“Governo transformou falta de transparência e incumprimentos num padrão de atuação, sendo a SATA o maior exemplo”, acusa PS/Açores

PS Açores - Há 4 horas

O Vice-Presidente do Grupo Parlamentar do PS/Açores, Carlos Silva, denunciou hoje, na Horta, a falta de transparência do Governo Regional no processo de privatização da SATA, considerando que a recusa sistemática em facultar informação ao Parlamento compromete o escrutínio democrático e impede uma fiscalização eficaz de um dos processos mais relevantes para o futuro da Região.

Intervindo no debate sobre a divulgação da informação financeira, operacional e de gestão do Grupo SATA, o deputado socialista defendeu que a proteção de informação comercialmente sensível não pode servir de pretexto para negar ao Parlamento o acesso aos documentos necessários ao acompanhamento do processo.

“A informação nunca é demais”, afirmou Carlos Silva, sublinhando que existem mecanismos que permitem salvaguardar o sigilo comercial e a confidencialidade de determinados dados sem impedir o acesso dos deputados à informação relevante para o exercício das suas funções.

Para o socialista, a falta de transparência tem marcado a atuação do Governo Regional ao longo de todo o processo de privatização da companhia aérea açoriana. Como exemplo, recordou que vários documentos solicitados pela comissão parlamentar criada para acompanhar a privatização da SATA nunca foram disponibilizados, incluindo estudos de viabilidade, pareceres jurídicos, pedidos e respostas trocados com a Comissão Europeia, análises de desvios ao plano de reestruturação e orientações emitidas pelo próprio Governo.

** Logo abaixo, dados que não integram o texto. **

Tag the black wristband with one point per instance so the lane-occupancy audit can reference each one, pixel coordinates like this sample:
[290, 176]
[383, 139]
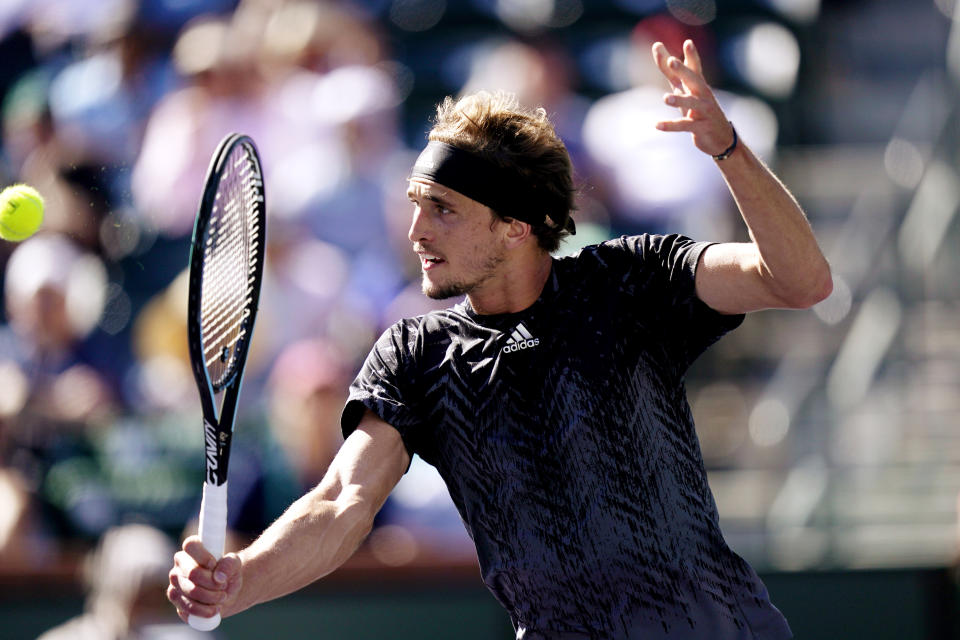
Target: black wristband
[723, 155]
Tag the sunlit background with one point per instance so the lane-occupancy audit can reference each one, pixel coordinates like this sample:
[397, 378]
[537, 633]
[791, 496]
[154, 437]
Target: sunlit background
[831, 436]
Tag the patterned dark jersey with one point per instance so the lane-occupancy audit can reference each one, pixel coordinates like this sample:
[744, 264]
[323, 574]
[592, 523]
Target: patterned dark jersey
[565, 438]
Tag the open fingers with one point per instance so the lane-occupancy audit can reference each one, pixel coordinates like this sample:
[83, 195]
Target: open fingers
[662, 59]
[691, 57]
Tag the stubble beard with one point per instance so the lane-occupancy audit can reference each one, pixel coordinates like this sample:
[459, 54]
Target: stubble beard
[441, 291]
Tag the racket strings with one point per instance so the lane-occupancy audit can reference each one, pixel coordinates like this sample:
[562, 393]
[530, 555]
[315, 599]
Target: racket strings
[230, 264]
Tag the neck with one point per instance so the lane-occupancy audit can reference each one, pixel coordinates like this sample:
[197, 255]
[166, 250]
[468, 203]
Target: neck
[515, 290]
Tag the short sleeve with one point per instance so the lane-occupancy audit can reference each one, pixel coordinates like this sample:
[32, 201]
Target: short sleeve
[661, 273]
[386, 385]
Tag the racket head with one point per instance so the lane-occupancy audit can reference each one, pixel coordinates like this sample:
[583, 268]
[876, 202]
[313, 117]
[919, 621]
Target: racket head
[226, 267]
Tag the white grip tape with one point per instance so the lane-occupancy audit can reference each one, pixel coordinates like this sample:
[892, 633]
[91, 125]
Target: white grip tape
[213, 534]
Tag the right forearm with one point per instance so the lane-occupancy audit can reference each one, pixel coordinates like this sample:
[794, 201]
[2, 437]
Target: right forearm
[310, 540]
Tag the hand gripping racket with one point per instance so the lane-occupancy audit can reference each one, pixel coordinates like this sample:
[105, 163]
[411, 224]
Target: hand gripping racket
[226, 268]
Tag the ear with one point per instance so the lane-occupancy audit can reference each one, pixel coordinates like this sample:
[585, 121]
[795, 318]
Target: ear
[518, 232]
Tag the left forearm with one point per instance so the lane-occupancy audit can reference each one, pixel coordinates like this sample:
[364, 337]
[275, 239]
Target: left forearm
[790, 263]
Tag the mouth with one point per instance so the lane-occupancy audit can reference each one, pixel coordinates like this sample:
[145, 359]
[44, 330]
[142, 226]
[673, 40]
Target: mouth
[429, 261]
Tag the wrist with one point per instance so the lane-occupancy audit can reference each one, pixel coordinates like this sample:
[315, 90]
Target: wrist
[726, 153]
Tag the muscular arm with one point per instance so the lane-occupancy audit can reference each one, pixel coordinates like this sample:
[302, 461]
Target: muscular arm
[782, 266]
[312, 538]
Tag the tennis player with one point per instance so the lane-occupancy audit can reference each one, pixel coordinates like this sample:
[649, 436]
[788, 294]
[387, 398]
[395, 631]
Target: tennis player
[551, 398]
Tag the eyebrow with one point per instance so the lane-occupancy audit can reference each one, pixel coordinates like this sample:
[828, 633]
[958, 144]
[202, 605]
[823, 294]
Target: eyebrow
[436, 199]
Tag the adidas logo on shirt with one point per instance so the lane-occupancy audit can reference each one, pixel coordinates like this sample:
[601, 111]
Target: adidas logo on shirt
[520, 339]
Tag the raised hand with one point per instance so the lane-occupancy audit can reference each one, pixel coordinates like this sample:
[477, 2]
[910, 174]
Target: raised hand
[701, 113]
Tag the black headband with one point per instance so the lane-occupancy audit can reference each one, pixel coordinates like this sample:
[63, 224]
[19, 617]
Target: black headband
[500, 189]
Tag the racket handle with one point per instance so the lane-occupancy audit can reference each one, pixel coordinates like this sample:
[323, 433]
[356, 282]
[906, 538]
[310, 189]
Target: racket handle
[213, 534]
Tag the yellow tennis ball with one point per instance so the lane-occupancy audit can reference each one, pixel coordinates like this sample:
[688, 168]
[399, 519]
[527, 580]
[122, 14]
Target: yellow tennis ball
[21, 212]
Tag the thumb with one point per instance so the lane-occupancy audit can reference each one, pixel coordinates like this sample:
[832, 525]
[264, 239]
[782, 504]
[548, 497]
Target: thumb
[227, 569]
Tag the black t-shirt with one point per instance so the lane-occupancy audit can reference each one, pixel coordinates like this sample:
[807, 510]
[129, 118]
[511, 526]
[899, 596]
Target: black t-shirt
[565, 438]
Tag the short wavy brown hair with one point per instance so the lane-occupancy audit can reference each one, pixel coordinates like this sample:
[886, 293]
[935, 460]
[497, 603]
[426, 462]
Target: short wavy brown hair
[495, 127]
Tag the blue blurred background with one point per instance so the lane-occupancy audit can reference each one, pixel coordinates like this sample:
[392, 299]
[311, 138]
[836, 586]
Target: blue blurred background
[831, 435]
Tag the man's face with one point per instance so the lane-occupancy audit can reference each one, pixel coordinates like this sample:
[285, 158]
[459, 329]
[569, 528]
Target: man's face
[456, 238]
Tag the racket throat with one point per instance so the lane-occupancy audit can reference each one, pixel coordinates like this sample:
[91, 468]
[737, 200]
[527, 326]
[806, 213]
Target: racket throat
[216, 448]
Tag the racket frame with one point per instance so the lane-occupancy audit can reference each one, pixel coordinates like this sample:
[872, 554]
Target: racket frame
[218, 422]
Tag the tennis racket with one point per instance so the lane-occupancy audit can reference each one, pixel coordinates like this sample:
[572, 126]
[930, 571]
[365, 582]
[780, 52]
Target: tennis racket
[226, 269]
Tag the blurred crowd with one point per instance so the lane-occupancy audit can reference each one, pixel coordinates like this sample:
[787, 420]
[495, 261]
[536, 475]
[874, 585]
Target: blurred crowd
[111, 109]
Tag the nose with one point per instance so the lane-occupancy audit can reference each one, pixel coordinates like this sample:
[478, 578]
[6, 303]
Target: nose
[419, 229]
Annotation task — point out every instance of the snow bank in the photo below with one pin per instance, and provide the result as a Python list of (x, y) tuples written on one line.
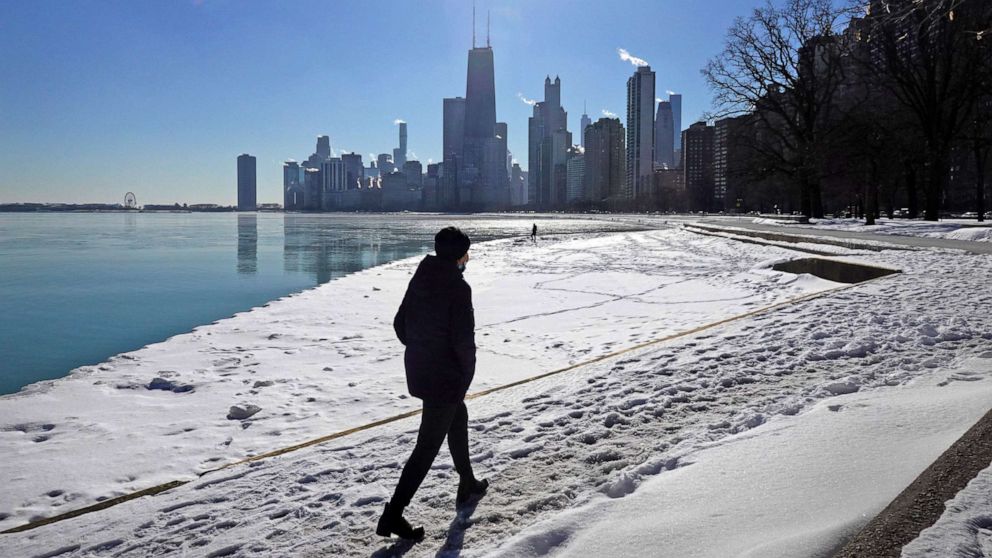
[(605, 433), (957, 229), (793, 487), (325, 360)]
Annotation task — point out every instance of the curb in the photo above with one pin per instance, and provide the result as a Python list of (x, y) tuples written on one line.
[(922, 503)]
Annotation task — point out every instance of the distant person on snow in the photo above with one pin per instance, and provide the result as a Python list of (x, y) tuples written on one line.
[(436, 323)]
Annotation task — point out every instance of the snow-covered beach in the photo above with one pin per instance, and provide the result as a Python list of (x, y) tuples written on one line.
[(557, 449)]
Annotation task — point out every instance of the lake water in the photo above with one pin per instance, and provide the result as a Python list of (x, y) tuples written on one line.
[(77, 288)]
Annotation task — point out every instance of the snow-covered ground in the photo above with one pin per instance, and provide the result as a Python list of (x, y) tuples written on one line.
[(965, 528), (957, 229), (326, 359), (896, 363)]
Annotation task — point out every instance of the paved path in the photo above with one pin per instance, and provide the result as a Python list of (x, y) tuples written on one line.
[(807, 230)]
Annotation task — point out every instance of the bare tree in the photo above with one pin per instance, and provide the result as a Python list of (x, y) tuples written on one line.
[(783, 64), (930, 56)]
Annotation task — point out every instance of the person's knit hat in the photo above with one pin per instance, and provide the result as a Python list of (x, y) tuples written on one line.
[(450, 243)]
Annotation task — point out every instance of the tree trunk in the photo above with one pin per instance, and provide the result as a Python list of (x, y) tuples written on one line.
[(936, 172), (980, 155), (805, 199), (911, 200), (871, 194), (816, 199)]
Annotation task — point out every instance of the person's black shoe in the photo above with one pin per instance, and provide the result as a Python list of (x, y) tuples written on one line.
[(470, 489), (393, 523)]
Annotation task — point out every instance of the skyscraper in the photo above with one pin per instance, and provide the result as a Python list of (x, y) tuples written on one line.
[(354, 169), (548, 142), (698, 164), (675, 99), (605, 159), (311, 190), (324, 146), (246, 183), (454, 127), (640, 132), (584, 123), (292, 189), (453, 151), (664, 134), (479, 176), (332, 178), (399, 154), (385, 164), (576, 166)]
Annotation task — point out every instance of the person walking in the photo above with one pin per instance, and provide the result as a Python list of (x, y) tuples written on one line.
[(435, 322)]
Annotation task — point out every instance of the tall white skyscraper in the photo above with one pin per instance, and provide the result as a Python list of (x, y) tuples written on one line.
[(640, 132), (584, 123), (676, 100)]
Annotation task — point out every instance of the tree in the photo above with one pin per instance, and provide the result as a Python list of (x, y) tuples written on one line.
[(930, 56), (784, 65)]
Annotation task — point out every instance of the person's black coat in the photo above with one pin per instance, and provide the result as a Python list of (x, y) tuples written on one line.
[(436, 323)]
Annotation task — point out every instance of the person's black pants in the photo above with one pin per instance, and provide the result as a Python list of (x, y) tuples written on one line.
[(435, 424)]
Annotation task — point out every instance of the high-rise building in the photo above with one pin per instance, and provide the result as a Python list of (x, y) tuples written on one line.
[(605, 159), (475, 166), (292, 189), (414, 173), (324, 146), (640, 132), (730, 148), (453, 151), (548, 141), (354, 170), (246, 183), (584, 123), (575, 174), (675, 99), (664, 134), (454, 127), (333, 182), (399, 154), (311, 190), (385, 164), (697, 162), (518, 186)]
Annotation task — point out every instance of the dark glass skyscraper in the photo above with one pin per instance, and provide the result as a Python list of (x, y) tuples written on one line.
[(246, 183), (548, 143), (475, 164), (664, 136), (640, 132)]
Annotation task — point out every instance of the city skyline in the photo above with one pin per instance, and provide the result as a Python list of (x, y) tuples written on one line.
[(595, 73)]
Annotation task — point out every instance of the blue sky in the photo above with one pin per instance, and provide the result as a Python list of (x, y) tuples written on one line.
[(98, 98)]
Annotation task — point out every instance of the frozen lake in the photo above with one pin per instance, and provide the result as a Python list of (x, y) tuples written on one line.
[(77, 288)]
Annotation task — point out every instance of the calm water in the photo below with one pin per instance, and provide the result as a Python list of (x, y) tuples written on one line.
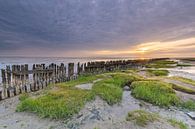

Carlos Silva lembrou ainda que o Executivo chegou a classificar como confidencial informação relativa à avaliação da SATA, documentação que apenas veio a público meses mais tarde, após sucessiva pressão política.

“O que vemos é um padrão de incumprimentos, um padrão de falta de rigor e um padrão de falta de transparência”, criticou o deputado socialista, considerando que este comportamento contraria os compromissos assumidos pelo Governo quanto à valorização do papel fiscalizador do Parlamento.

O Vice-Presidente do Grupo Parlamentar do PS/Açores alertou igualmente para o facto de a SATA voltar a apresentar as suas contas fora do prazo legal, situação que, segundo referiu, reforça as preocupações quanto ao rigor e à prestação de contas da empresa e do próprio Governo Regional.

Durante o debate, Carlos Silva alertou ainda para a degradação da situação financeira da SATA Air Açores, salientando o aumento do endividamento da transportadora, a crescente dependência de transferências públicas e o recurso a níveis recorde de subsidiação por parte do Orçamento da Região.

“Estes indicadores reforçam a necessidade de um acompanhamento rigoroso por parte do Parlamento e de uma maior transparência por parte do Governo Regional relativamente ao futuro da companhia e às opções que estão a ser tomadas no âmbito do processo de reestruturação e privatização do Grupo SATA”, afirmou.

Para Carlos Silva, se o Executivo pretende contar com o contributo do Parlamento na procura de soluções para os desafios que a SATA enfrenta, tem de garantir acesso à informação necessária para um acompanhamento sério e responsável do processo. “Só com transparência e rigor é possível assegurar um verdadeiro escrutínio democrático e defender os interesses dos açorianos”, concluiu.